The North End has long been known as Little Italy. Italian immigrants poured into the neighborhood in the early 1900s. My family has lived in this neighborhood for over 100 years. The North End was designed to be a totally self-sufficient, inner-city haven. Families would start a business to fill a need, buy the property where their business was located, and recirculate money back into the local area. We were self-governed, had our own health center (courtesy of my Aunt Elaine Wilson, my mother’s sister, who founded North End Waterfront Health), butchers, fishmongers, grocers and greengrocers, clothing shops and tailors, restaurants, imported goods, schools and, of course, many churches, including several Roman Catholic parishes. We lived by the rule that if you could not get something within walking distance you probably didn’t need it. Not many people had cars (we invented car-pooling…). Over the years the North End has been able to retain its Italian cultural integrity. Sunday was church and family day.

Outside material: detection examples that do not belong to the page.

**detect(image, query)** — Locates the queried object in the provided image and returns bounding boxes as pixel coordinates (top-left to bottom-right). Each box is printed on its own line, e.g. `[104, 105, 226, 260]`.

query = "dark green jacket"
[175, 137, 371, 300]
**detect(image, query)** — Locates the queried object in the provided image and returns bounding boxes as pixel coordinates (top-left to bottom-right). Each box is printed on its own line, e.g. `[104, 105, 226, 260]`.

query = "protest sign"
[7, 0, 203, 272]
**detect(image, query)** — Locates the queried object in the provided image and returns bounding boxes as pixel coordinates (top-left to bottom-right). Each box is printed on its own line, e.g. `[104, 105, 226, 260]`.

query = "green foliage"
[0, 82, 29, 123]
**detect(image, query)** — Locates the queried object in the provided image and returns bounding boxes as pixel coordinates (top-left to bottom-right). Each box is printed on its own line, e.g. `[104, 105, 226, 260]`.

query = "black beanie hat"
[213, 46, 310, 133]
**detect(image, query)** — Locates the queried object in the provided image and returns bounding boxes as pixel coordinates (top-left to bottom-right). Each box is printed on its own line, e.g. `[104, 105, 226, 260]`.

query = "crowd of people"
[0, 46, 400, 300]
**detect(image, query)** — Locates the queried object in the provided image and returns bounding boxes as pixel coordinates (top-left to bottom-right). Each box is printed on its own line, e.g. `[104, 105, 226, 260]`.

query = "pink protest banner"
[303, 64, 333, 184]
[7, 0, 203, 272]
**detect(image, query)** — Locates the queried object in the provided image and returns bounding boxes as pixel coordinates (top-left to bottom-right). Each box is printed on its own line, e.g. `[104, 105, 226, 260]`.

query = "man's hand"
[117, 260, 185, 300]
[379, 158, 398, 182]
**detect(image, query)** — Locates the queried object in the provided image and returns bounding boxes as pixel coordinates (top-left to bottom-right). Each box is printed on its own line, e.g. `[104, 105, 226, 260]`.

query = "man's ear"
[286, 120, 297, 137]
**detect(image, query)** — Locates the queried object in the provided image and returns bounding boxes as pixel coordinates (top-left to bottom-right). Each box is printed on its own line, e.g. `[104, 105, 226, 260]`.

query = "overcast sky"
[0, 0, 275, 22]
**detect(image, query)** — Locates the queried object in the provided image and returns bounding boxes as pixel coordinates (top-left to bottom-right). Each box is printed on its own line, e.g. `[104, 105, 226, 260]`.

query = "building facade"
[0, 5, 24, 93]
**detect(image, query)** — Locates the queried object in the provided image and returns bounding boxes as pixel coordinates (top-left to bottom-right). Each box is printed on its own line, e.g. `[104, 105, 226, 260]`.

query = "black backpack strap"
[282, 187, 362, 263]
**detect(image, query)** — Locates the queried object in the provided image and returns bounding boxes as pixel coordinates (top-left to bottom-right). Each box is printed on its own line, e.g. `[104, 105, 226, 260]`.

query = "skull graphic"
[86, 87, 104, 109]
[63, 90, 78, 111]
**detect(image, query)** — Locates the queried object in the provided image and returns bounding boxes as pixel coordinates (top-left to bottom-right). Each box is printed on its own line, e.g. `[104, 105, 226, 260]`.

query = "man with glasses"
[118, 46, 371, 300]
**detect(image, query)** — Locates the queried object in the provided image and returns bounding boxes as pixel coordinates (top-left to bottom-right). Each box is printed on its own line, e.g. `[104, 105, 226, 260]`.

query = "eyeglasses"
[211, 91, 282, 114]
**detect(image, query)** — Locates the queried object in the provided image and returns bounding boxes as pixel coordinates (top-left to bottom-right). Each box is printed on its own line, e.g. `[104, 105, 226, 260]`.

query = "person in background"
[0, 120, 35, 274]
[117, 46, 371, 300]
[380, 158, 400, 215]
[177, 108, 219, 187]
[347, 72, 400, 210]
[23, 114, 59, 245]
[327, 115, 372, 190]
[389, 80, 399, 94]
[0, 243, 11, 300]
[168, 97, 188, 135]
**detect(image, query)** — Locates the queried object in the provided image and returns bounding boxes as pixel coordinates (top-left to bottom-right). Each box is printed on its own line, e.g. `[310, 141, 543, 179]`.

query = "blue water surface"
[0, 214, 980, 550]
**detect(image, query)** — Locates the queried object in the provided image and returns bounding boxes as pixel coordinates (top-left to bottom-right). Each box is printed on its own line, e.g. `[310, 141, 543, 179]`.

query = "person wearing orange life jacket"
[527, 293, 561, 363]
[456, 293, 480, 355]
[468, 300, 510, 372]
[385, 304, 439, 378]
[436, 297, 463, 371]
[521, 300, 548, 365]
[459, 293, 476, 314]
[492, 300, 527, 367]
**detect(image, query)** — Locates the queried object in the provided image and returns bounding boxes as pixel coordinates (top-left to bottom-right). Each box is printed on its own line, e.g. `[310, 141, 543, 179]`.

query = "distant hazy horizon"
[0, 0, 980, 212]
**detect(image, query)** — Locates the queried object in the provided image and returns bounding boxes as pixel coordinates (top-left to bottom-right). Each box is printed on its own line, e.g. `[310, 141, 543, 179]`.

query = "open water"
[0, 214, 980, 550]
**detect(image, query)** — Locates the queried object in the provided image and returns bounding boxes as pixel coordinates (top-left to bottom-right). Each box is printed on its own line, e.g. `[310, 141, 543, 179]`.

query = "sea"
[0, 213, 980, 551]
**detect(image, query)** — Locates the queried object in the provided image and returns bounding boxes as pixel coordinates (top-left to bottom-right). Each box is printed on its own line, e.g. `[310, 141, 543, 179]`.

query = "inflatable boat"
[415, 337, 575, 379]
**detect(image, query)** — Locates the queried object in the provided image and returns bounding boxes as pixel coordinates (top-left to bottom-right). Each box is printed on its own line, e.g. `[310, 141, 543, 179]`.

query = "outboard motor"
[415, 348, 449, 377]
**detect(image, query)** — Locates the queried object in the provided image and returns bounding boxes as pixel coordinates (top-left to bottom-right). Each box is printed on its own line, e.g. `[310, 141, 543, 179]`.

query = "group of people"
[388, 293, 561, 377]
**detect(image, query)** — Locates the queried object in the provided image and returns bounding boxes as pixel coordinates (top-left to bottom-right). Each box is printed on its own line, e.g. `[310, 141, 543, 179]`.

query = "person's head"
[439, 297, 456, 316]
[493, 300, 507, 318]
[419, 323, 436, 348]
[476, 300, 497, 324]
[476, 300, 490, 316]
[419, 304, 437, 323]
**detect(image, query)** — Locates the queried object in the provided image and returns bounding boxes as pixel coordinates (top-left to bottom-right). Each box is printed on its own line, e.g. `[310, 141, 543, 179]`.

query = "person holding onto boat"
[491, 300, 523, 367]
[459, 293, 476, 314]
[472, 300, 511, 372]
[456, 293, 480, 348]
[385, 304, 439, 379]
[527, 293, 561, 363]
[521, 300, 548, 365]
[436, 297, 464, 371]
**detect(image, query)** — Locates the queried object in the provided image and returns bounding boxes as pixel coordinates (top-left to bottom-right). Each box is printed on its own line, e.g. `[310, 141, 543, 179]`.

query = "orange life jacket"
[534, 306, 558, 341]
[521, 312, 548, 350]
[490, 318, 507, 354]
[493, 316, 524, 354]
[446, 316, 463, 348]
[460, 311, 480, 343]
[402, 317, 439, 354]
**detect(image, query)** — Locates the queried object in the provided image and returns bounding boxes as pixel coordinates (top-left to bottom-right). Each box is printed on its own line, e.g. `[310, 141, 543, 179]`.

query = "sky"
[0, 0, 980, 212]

I can still smell the sweet scent of garlic and tomatoes as I walk down the street. Every weekend during the summer a society from different regions of Italy would host a festival for their patron saint. My family came from both Avelino, which is near Naples, and Sciacca, Sicily. We celebrated the feast of Madonna Del Scaccorso De Sci-acca better known as the Fisherman’s Feast. Aside from Saint Anthony’s feast, this is the most well-known festival in the world. Today things have changed, people from all over the world now call this thriving neighborhood their home. Even with all of the modern-day changes to our landscape and demographics the integrity of a family-oriented, safe, friendly, and most of all convenient neighborhood still exists. Truly one of the last modern old-world neighborhoods. As for me, I still live and work here. Though I have a car most of my daily activities revolve around this amazing neighbor-hood. Since 1984, I’ve been blessed to have participated in some of the changes that have greatly served this community and its long-time occupants. The population of children and families now occupying this community has almost reached the volume from when I was growing up. Schools that closed as the population had declined are reopening and are at capacity.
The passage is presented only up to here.